Perhaps, in the beginning, there was a curious room, a room like this one, crammed with wonders …
Angela Carter, ‘The Curious Room’, SPELL (Swiss Papers in English Language and Literature), 1990
She cultivated the role of fairy godmother and/or witch, and – in The Bloody Chamber (1979) – rewrote the Bluebeard story with pistol-toting Mother riding to the rescue at the last minute. However, it was not her own mother, one of a family of ‘great examination-passers’ (a scholarship girl who’d left school at fifteen to work at Selfridges) who provided the model for this kind of figure, but her maternal grandmother, who’d come originally from South Yorkshire. Granny came to the rescue in the year of Angela’s birth (1940) and evacuated herself and her grandchildren from south London back to the gritty coal-mining village of Wath-upon-Dearne, kidnapping them safely into the past for the duration of the war.
Skipping a generation took Angela back to ‘Votes for Women’, working-class radicalism, outside lavatories and coal-dust coughs. Granny ought, perhaps, to have surfaced in the fiction as the spirit of social realism, though actually it makes sense that she’s in the magical mode, since her brand of eccentric toughness was already thoroughly archaic from the point of view of the post-war and the south of England.
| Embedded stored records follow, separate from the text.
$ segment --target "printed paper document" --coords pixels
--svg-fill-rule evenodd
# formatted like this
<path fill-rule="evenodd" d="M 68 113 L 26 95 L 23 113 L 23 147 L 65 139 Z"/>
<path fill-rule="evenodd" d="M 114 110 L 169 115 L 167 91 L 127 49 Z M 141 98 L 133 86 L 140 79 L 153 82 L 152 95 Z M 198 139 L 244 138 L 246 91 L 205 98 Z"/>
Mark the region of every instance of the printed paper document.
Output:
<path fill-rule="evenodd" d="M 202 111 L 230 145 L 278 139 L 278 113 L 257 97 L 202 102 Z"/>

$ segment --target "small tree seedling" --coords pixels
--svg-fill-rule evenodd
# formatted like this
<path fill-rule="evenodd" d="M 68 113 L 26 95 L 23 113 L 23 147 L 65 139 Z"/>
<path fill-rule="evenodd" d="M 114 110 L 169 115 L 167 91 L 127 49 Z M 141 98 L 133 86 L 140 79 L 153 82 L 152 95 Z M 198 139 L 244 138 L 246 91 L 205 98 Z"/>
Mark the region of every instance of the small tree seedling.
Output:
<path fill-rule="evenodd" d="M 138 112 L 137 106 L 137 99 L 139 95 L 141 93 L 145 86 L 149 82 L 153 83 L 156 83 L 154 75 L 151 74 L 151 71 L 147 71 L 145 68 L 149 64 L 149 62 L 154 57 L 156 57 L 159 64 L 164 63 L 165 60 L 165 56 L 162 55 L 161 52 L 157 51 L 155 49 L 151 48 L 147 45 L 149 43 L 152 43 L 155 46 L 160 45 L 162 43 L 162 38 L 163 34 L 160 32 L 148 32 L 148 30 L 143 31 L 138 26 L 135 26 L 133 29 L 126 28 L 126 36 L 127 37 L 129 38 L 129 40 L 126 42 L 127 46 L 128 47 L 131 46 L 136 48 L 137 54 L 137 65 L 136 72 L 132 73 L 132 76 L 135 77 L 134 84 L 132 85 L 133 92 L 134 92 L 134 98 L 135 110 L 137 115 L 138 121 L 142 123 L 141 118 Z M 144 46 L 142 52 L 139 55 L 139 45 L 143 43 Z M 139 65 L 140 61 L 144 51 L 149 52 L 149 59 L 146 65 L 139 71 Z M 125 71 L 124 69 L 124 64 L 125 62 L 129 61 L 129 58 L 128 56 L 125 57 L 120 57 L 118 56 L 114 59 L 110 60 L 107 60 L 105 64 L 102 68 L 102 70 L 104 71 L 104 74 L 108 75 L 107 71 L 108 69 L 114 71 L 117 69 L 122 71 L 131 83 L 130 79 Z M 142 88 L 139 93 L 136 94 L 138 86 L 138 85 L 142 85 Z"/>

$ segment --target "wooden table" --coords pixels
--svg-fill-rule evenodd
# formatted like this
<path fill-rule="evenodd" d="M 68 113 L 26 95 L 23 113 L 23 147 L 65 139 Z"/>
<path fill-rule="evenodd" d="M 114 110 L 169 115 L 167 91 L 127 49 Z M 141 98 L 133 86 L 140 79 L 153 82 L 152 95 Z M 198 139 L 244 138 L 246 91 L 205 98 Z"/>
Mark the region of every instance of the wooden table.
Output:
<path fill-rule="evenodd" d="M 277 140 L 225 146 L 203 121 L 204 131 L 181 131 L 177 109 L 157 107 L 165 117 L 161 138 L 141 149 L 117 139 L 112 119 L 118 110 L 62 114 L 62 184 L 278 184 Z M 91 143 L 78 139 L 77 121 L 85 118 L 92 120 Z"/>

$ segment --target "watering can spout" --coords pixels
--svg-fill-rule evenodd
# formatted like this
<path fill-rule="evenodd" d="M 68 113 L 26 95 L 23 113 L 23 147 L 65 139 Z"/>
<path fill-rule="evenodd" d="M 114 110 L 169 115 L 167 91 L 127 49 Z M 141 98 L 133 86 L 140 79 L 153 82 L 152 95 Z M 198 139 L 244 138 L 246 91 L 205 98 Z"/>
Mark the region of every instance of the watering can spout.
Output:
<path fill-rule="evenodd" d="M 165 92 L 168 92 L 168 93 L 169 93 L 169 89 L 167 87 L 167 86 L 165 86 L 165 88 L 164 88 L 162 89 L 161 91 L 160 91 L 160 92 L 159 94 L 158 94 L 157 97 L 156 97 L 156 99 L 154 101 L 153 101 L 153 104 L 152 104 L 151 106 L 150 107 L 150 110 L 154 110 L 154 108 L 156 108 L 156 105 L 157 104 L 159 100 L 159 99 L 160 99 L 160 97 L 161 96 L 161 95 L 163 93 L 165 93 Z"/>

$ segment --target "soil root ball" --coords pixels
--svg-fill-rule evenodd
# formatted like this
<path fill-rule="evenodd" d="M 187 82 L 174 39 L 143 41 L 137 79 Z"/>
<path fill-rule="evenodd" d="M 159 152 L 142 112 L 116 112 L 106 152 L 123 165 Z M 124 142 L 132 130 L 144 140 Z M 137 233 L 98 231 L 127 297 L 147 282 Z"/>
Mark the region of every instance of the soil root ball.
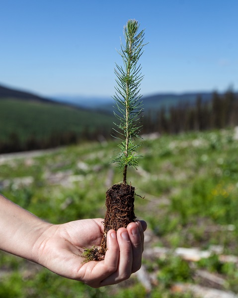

In Angela’s last novel, Wise Children, the granny-figure is killed in the Blitz, but bequeaths to her adoptive grand-daughters Dora and Nora the Brixton house that offers them a safe haven when they have to retire from the stage. ‘When the bombardments began, Grandma would go outside and shake her fist at the old men in the sky … She was our air-raid shelter; she was our entertainment; she was our breast,’ says Dora.
Grandma figures as the house in this book, the matriarchal space of the Carter house of fiction – ‘but the whole place never looked plausible’ (Dora again). In a New Review series on ‘Family Life’ back in 1976, Angela wrote that her grandmother ‘was a woman of such physical and spiritual heaviness she seemed to have been born with a greater degree of gravity than most people’.
Her personality had an architectonic quality; I think of her when I see some of the great London railway termini, especially Saint Pancras, with its soot and turrets, and she overshadowed her own daughters, whom she did not understand – my mother, who liked things to be nice; my dotty aunt …
Grandmother is a larger-than-life ‘character’ for her – Leninist Lizzie, the heroine’s minder in Nights at the Circus, looks like another avatar – but mother is almost a missing person. Not unusual this, at all, particularly for daughters growing up in the 1940s and 1950s, with upwardly socially mobile mothers who’d given up work: women girlified, exiled and isolated in domesticity, who hadn’t ‘done anything’ with their education. She wrote about her Scottish journalist father with obvious pleasure: ‘very little to do with the stern, fearful face of the Father in patriarchy … there was no fear’ (‘Sugar Daddy’ in Fathers, Virago, 1983). Whereas about her mother, who was younger but died first, she was wry, oblique, regretful, protective: ‘There was to be no struggle for my mother, who married herself young to an adoring husband who indulged her, who was subject to ill-health, who spoke standard English, who continued to wear fancy clothes.’ Angela was supposed to do something with her own education, so instead of course she married young herself, in reaction against what her mother wanted for her, though it didn’t last long. If you look for the provenance of the feminist writer, mother is the key. The women who really nailed patriarchy weren’t on the whole the ones with authoritarian fathers, but the ones with troubled, contradictory mothers: you aim your feminism less at men than at the picture of the woman you don’t want to be, the enemy within. In this case, the girl-wife. Hence (again) a motive for skipping a generation, in imagination.